Speeding up Container Builds

Jul 21, 2017

Squid Proxy FTW

The Problem

I have noticed that apt calls are very slow in my containers, and so a minor change in an apt-get call can result in a container build that takes (metaphorically) forever. Docker already comes with a layer system where each command in a Dockerfile is turned into an immutable ‘layer’, which can then be reused in later builds to speed up the build process. However, I find that I’m fairly regularly changing Dockerfiles in a manner that invalidates the layer cache, and so I’m always having to wait for slow apt calls.

The Solution

Since apt runs on http, and most of its packages are fairly stable, we can cache apt requests and responses using a caching http proxy. This means that we can intercept apt http calls using our proxy and respond using the cached package lists and packages. Practically this results in an apt call that previously might have taken a minute to retrieve information from the remote package repository, and is now retrieving it in seconds from local memory.

Squid is a pretty well known http caching proxy server, which I can say with confidence because it’s the only one I know about. I’ve made a container out of it with some pretty aggressive caching options in its configuration, intended to speed up repeated http requests.

The first build that we route through this proxy will be the same speed as the cache is filled, but every subsequent build will pull all apt information out of this caching proxy and so apt should feel comparatively instantaneous. The table below has some completely unscientific benchmarks taken using this container.

Benchmark Without cache (s) With cache (s) Speedup
apt-update 250 7 ~35x faster
apt-install 1000 120 ~8.3x faster
yum-update 15 10 ~1.5x faster
yum-install 36 30 ~1.2x faster
npm-install 54 49 ~1.1x faster

Usage

To use this squid container, we first create a custom docker network which provides us with a bit of isolation from other containers (i.e. other containers cannot reach this squid proxy), and since Docker 1.10 custom networks have had embedded DNS servers it also provides us with discoverability via container name. To create the custom network:

docker network create build-net

Then we create our squid cache in this custom network:

docker run -d --rm --network build-net --name "squid" mrmagooey/aggressive-squid-cache

Then for every container build that we want a http cache for, tell docker to build it in the custom network and set the http_proxy environment variable to our squid container name and port (default 3128):

docker build --network build-net --build-arg http_proxy=http://squid:3128 .

The Good

  1. Your builds are faster.
  2. It doesn’t affect the final container image; neither the http_proxy environment variable or --network flag persist.
  3. You don’t need to change anything in your Dockerfile.
  4. It’s easy to refresh the cache contents by killing and restarting its container.
  5. It’s easy to choose which container builds use the proxy by selectively passing the --network and --build-arg options.

The Bad

  1. The cache is set up to be a bad netizen, by ignoring all http conventions (e.g. expires, no-cache).
  2. The cache is very aggressive, anything it has cached it will hold onto forever.
  3. There is the potential for weird things to happen, if the two previous items conspire to give your container a http response that it wasn’t expecting (I have once seen yum get confused).
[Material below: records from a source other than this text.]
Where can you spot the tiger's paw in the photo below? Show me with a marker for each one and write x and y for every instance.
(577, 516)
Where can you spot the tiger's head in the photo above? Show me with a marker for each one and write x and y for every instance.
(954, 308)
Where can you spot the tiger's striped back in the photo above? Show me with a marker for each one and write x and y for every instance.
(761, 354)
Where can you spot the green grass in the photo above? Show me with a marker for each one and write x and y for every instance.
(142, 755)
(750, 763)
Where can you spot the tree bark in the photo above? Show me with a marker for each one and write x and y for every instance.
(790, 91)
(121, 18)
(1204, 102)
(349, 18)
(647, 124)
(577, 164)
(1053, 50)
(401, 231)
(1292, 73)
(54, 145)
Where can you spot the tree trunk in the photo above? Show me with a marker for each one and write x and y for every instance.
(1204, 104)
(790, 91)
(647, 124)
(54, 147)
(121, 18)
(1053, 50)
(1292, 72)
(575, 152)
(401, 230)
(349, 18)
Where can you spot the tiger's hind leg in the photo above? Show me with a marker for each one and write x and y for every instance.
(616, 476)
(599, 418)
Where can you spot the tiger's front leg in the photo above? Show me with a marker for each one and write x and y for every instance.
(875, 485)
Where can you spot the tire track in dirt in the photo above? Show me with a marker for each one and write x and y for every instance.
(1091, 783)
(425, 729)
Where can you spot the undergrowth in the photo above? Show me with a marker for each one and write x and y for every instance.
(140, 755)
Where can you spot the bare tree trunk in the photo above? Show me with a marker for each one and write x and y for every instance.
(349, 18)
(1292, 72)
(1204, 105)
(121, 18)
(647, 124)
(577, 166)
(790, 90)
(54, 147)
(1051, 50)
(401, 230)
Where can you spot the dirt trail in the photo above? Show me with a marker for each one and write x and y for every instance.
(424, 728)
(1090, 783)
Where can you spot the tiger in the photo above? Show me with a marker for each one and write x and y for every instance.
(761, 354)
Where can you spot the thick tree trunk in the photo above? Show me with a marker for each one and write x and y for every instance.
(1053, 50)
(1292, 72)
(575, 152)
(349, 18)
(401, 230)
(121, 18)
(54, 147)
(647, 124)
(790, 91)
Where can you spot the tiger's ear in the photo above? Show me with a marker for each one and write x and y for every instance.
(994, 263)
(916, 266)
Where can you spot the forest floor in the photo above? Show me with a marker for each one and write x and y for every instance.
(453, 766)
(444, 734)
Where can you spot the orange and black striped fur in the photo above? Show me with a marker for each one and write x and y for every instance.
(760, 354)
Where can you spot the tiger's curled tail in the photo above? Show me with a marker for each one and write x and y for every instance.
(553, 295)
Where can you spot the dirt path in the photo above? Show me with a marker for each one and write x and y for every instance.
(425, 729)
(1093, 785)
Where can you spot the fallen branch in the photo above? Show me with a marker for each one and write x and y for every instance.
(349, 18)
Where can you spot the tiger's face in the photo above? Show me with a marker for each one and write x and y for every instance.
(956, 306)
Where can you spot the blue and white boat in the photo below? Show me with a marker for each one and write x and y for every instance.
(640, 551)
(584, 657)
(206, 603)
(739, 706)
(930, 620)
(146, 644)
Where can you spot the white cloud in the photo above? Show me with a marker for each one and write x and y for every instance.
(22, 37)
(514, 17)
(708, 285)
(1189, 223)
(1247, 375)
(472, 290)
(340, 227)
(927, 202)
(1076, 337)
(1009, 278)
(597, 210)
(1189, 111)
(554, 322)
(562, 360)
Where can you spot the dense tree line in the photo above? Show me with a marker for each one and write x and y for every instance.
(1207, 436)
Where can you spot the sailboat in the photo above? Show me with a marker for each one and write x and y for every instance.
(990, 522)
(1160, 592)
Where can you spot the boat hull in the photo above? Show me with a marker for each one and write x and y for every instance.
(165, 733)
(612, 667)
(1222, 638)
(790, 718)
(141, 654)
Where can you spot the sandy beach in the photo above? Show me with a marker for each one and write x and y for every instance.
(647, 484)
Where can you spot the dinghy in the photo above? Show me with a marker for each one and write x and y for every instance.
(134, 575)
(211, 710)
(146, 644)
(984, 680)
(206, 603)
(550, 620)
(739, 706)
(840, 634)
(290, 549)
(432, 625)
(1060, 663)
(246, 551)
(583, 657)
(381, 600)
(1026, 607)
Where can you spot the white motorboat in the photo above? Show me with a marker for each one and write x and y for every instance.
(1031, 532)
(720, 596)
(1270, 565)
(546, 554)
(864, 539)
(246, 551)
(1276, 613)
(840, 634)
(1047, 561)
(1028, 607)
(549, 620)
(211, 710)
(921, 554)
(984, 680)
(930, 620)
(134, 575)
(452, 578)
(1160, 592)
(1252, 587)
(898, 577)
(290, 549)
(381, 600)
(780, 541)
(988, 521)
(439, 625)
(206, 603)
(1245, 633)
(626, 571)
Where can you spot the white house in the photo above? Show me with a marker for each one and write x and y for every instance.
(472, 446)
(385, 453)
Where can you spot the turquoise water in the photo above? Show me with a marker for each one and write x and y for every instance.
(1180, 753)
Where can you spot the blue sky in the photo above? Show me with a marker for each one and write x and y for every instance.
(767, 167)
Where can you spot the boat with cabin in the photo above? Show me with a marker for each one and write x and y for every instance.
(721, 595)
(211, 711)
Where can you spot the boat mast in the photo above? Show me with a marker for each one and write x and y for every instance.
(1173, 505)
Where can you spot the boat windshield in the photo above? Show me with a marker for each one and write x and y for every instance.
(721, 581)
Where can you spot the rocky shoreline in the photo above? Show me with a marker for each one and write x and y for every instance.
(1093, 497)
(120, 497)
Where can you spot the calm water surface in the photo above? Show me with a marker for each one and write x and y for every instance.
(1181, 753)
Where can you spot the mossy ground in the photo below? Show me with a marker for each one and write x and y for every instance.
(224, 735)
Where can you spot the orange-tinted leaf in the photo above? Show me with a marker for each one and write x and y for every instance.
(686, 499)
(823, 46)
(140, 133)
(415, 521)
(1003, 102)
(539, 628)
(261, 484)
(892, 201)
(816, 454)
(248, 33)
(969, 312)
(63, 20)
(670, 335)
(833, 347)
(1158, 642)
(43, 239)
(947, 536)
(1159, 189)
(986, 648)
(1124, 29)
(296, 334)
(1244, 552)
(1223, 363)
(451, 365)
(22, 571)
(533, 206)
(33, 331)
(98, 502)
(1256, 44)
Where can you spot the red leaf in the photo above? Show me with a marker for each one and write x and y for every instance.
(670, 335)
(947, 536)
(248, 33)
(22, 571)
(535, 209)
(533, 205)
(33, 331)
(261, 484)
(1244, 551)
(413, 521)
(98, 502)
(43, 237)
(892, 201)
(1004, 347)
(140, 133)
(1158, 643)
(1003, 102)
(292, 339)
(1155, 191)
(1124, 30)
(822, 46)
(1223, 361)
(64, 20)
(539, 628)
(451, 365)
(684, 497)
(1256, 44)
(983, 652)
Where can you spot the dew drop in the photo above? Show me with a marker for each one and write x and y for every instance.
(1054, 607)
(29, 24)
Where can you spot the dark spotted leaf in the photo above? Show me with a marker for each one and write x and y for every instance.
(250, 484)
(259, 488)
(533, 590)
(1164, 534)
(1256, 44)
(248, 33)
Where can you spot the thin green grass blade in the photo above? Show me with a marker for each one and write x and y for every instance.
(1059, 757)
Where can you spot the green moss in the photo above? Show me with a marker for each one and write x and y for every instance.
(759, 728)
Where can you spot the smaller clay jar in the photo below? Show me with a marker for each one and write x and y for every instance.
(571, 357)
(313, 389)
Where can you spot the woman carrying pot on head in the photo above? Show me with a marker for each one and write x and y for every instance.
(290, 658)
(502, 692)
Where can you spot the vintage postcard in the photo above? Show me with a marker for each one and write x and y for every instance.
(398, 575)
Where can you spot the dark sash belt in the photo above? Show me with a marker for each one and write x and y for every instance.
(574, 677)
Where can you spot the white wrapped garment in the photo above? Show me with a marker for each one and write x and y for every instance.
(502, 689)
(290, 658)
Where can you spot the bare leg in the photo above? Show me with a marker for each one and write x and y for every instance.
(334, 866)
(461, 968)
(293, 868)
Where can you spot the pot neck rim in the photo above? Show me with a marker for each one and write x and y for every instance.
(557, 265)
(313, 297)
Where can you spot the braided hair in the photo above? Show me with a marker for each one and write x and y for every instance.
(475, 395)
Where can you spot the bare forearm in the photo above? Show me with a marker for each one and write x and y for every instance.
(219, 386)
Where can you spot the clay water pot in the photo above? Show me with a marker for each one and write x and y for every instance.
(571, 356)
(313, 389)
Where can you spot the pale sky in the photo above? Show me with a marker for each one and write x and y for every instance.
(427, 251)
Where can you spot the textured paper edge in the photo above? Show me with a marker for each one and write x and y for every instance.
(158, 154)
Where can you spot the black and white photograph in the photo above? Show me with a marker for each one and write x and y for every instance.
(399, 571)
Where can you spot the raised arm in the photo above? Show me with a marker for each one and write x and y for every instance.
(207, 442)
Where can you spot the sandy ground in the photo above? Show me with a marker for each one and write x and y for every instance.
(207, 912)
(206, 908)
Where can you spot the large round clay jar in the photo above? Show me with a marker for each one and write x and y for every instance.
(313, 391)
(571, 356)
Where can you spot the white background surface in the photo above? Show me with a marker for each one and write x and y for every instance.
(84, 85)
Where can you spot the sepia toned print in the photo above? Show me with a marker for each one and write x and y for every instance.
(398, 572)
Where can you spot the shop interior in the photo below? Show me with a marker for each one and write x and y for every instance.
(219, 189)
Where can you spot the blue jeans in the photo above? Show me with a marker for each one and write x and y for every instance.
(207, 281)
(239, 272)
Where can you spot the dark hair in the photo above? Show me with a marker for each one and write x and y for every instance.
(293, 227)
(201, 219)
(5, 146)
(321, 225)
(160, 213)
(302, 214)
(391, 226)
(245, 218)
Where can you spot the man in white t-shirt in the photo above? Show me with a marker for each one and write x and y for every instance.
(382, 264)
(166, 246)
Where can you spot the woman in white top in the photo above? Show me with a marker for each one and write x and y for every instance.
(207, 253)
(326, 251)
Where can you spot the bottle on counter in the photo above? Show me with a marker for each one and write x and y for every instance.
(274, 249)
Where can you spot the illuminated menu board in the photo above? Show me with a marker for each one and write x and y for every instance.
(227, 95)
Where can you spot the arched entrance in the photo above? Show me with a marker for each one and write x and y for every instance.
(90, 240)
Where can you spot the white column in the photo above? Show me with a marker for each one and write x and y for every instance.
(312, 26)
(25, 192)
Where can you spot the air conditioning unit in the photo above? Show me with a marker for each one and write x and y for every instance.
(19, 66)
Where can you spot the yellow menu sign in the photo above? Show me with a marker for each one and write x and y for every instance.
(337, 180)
I currently use this cache system for development/testing, but for production builds I build without cache.

As far as I can tell, all other package management systems (smartly) run over https as they do not have the pre-shared key that apt has. This means that this solution will not improve things like go get, npm, or pip, as these all run over https. If you can force these systems to run over http then you will probably see some improvement in build times, at the cost of security. An example for forcing npm to run over http is in the benchmarks folder for this container.